Fiscal pide Cunha mujer en prisión en un sistema cerrado

Além da prisão os procuradores querem que Cláudia Cruz devolva 7 milhões de reais aos cofres públicos..
19/04/2017 13h24 - Actualizado 20/04/2017 11h10
foto: reproducción

Os procuradores da Operação Lava-Jato pediram ao juiz Sérgio Moro que a jornalista Cláudia Cruz seja condenada por lavagem de dinheiro e crime contra o sistema financeiro nacional. la 12 procuradores que assinam os “memoriais escritos” entregues ao juiz Moro querem que a esposa do ex-presidente da Câmara, Eduardo Cunha, comece a cumprir a pena em regime fechado. Nas próximas semanas, o juiz Moro deverá anunciar sua sentença no processo em que Cláudia e o ex-diretor da Petrobras Jorge Zelada são réus.

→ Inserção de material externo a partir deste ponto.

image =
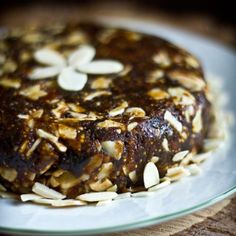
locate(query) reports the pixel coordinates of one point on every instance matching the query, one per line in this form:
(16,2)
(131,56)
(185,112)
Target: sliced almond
(197,121)
(10,83)
(46,192)
(101,67)
(49,57)
(98,196)
(71,80)
(113,148)
(83,55)
(93,95)
(135,112)
(180,156)
(33,92)
(123,196)
(29,197)
(44,72)
(150,175)
(158,94)
(159,186)
(173,121)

O pedido de condenação de Cláudia Cruz se baseia em cinco fatos, todos ligados à manutenção de dinheiro não declarado no exterior. A jornalista sempre alegou que jamais teve conhecimento das movimentações ilegais do marido na Suíça, mas não convenceu os procuradores. “É claro que Cláudia Cruz, pessoa bem esclarecida, sempre teve conhecimento de que o salário de Eduardo Cunha, como servidor público, jamais seria capaz de manter o elevado padrão de vida por eles mantido”, diz a petição do MPF.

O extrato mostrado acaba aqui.